Standards exist or are being developed for
specifying and submitting jobs to such a host
provider. As Grid standards have converged
with Web service standards, Grid architecture
and the way applications are being made
available are increasingly based around
Service-Oriented Architecture (SOA) [1].
In this paper we address the problem of
over-utilisation and resulting failure to meet
QoS requirements by with a method of
dynamic server allocation. We describe a fully
implemented system that provides dynamic
server provisioning capabilities using as an
optimal allocation heuristic, and the alterations
made to the heuristic to incorporate Qos. The
resources being allocated are servers capable
of processing SOAP messages directed to Web
services, and each message is seen as one job
by the system. Allocation involves deploying
new Web services on servers. In particular we
are interested in when a re-allocation should be
made, and which service pools should lose and
gain servers. The heuristic then aims to
balance the cost of holding the jobs currently
waiting to be serviced.
Three approaches of enforcing QoS targets
for Web services are described, implemented
and tested. Firstly we describe how holding
cost values used by the allocation heuristic to
make reallocation decisions may be
manipulated to favour job types with a better
QoS. In the other two approaches we analyse
the response times of jobs to determine if QoS
requirements are being met and reallocate
servers if they are not.
System Architecture
The proposed resource management system
provides dynamic provisioning capabilities for
a system model containing a number of servers
which together process requests for a number
of hosted services, the number of which may
change over time as services are deployed and
removed. Each SOAP message sent to a
service is one job. Jobs arrive and are assigned
a job type i depending on the service being
requested, where (i = 1, 2,…,M). Jobs are then
are routed to a queue associated with the
service where the queue size for jobs of type i
at a given time is given as ji . All queues are
assumed to be unbounded and jobs currently
being serviced are still seen in a queue. A
number of servers ki are present in a pool
dedicated to prossessing jobs of type i, where
the total number of servers in the system is
given as:
k 1 + k 2 + ... + k m = N
Servers may differ in hardware and
software and may have different capacities, but
servers of type i must be configured correctly
to service jobs of type i. Servers in a pool may
be geographically disparate and reside at
different sites providing an appropriate
network and security infrastructure exists, but
as the system was designed for use in a hosting
environment it does not take into account the
physical location of servers. The intervals
between arrivals of job type i are measured and
the average arrival rate is given as λi jobs per
second. The service time for each job is also
measured and the average service rate of job
type i is given as µi jobs per second. The
average values are evaluated using the
measurements of a window of the last x jobs,
where x may be defined by a system
administrator. We also take into account the
cost of holding a job in a queue, and the cost
ci reflects the importance of one job type over
another. We are interested in the case where
servers may continuously switch between
pools. All jobs being serviced by a server that
is to switch pool must be cancelled or checkpointed if possible, and placed at the front of
their queue in a waiting state. During a switch
the server is unavailable to process jobs of any
type. One Web service runs per server to
provide total application isolation, which is the
methodology adopted by our industrial
partners. Parallel jobs such as those which
require MPI are not supported, and all services
are assumed to be stateless.
Pooling System
A cluster of servers is partitioned into
conceptual pools associated with a service that
processes messages of type i. Each conceptual
pool is managed by a Pool Manager which
communicates with each server and a Cluster
Manager communicates with each pool.
The Node Manager runs on each server
capable of processing jobs and makes
adjustments to its host allowing it to switch
pools.
The Pool Manager queues and schedules
incoming jobs, keeps track of the servers in its
pool, and participates in coordinating switches
of servers to and from other pools. Queuing
and scheduling may be done by using an
existing Resource Management System as
discussed in section 6.
The
Cluster
Manager
dispatches
submitted jobs to the appropriate pool based
on job type, and stores information about
arrival rates to be used in the switching policy.
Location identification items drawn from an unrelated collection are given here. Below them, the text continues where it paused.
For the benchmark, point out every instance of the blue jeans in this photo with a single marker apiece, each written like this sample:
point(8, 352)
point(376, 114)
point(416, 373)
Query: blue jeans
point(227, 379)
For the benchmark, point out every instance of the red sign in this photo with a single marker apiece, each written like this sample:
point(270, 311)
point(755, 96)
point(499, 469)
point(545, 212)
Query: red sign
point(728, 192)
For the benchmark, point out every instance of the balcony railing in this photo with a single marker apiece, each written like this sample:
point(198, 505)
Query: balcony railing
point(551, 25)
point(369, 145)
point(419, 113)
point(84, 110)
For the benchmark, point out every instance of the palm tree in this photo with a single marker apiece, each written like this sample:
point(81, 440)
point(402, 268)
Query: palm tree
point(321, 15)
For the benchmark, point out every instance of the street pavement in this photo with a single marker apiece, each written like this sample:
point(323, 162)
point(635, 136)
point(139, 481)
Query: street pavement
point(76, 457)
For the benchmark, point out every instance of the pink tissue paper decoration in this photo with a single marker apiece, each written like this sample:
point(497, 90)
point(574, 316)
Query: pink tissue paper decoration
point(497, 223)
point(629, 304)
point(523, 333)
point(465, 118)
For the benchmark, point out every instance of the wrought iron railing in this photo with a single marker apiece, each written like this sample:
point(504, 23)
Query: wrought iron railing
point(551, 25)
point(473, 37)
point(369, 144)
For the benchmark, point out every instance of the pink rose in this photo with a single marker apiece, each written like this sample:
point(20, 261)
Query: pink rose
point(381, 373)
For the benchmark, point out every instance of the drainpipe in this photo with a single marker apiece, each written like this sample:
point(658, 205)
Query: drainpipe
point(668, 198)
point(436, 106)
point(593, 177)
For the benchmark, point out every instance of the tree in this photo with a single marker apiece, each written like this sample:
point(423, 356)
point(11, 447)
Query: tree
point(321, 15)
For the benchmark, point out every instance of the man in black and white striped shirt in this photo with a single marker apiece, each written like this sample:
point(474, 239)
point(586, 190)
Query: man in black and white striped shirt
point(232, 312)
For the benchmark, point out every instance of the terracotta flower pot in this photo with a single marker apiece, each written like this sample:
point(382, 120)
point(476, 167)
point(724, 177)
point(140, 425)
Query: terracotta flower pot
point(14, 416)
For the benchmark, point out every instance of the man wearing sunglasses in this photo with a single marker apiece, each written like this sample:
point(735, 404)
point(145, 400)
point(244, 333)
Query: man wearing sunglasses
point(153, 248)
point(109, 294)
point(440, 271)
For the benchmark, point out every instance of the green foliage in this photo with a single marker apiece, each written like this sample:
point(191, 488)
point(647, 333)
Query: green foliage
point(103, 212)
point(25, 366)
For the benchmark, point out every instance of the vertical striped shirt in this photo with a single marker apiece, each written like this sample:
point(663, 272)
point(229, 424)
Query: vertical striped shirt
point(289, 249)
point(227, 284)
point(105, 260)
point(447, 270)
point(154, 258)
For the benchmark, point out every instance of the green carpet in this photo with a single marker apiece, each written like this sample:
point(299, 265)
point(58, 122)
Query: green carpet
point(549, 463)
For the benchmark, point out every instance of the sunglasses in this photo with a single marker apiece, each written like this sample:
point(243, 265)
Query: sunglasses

The Cluster Manager receives information
from each Pool Manager which is combined
with stored data and applied to policies to
make reallocation decisions. The Cluster
Manager acts as a coordinator between two
pools during a server switch.
Jobs are queued and scheduled at each
Pool Manager, so queues are not likely to build
up at the Cluster Manager which helps to
disperse load over the system. Together the
Cluster manager and Pool managers monitor
events in the system which allows the Cluster
Manager to make server switching decisions.
The pooling system frees the Cluster Manager
of needing to keep updated information about
every server in the system which helps to
increase the scalability of the system.
Optimal Allocation Heuristic
A heuristic policy was developed in
conjunction with the middleware and shares
the assumption of long running jobs resulting
in queues forming. An optimal switching
policy has been shown to be complex to
evaluate, although a heuristic which calculates
a close to optimal allocation of N servers to M
pools while taking into account switching costs
has been developed [2,3], and has been proved
to perform well compared to the optimal
policy in simulations. The idea behind the
heuristic is to calculate the current “cost
imbalance” Vab , between any two pools a and
b. If there are values for
Vab which are
positive, the largest is taken and a switch from
the corresponding pool a to pool b is initiated.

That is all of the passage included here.